There are some stark discrepancies between my haphazard expected walk rate (xBB%) and Steamer’s projected walk rate, a notable one being Bryce Harper. His swing rate on pitches outside the zone dropped fairly dramatically, but so did the number of in-zone pitches he saw in aggregate, likely inciting a compounding effect on his walk rate. The same can be said for the Z-Contact% component to this study, its relationship to expected strikeout rate (xK%) and xK%’s disparities with Steamer’s projections.

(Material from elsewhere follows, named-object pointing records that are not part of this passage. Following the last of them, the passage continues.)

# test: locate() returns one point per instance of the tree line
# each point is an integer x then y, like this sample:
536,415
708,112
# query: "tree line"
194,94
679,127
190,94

It’s the model’s shortsightedness in regard to general zone rates, pitch sequencing and other nuances inherent to every plate appearance of every baseball game that render it an inadequate projection tool. But as a standalone measure that demonstrates the importance of these two peripheral metrics to the large picture, it does an adequate job.

Wrapping Up

The art of projecting hitter performance involves many more moving parts than what’s previously described. Even forecasting plate discipline, one of many pieces in a very elaborate puzzle, by itself requires more than just the deconstruction of one statistic. So to assume that, in a vacuum, Z-Contact% and O-Swing% can predict hitter performance is shortsighted.

Still, we know now—or, perhaps, we are reminded of what we already knew—that hitters regress to the mean. It’s the simple and unsatisfying answer to a fairly complicated question, but it’s also a simple and unsatisfying result from attempting to answer a complicated question in a simple manner. The previously-specified univariate regression equations demonstrated moderate correlations between the independent and dependent variable, so it’s not that the results are unreliable—they’re just, well, a bit reductive.

With that said, the nature of the estimates, and their consistency throughout the distribution of the sample, imply that there’s likely a mixture of skill and “luck” involved. For the smallest changes to plate discipline peripherals, it’s hard to say whether they can be attributed to minor skills changes, statistical noise or a mix of both (the likeliest explanation). The much larger changes, however, seem to be mostly legitimate—hitters retain a large proportion of their gains or losses—but there is still some element of falling back to Earth. The debate of luck versus skill arises again, but so does the discussion regarding the constant tug-of-war between hitters’ adjustments at the plates and pitchers’ adjustments to their adjustments.

Alas, the simplicity of the study limits not only the practical application of its results but the interpretation of them as well. The inclusion of additional variables would surely lend explanatory power to how changes in plate discipline peripherals decay, but then we would creep slowly toward building a projection system—something I’ll leave to the hands and minds of Dan Szymborski of ZiPS and Jared Cross of Steamer.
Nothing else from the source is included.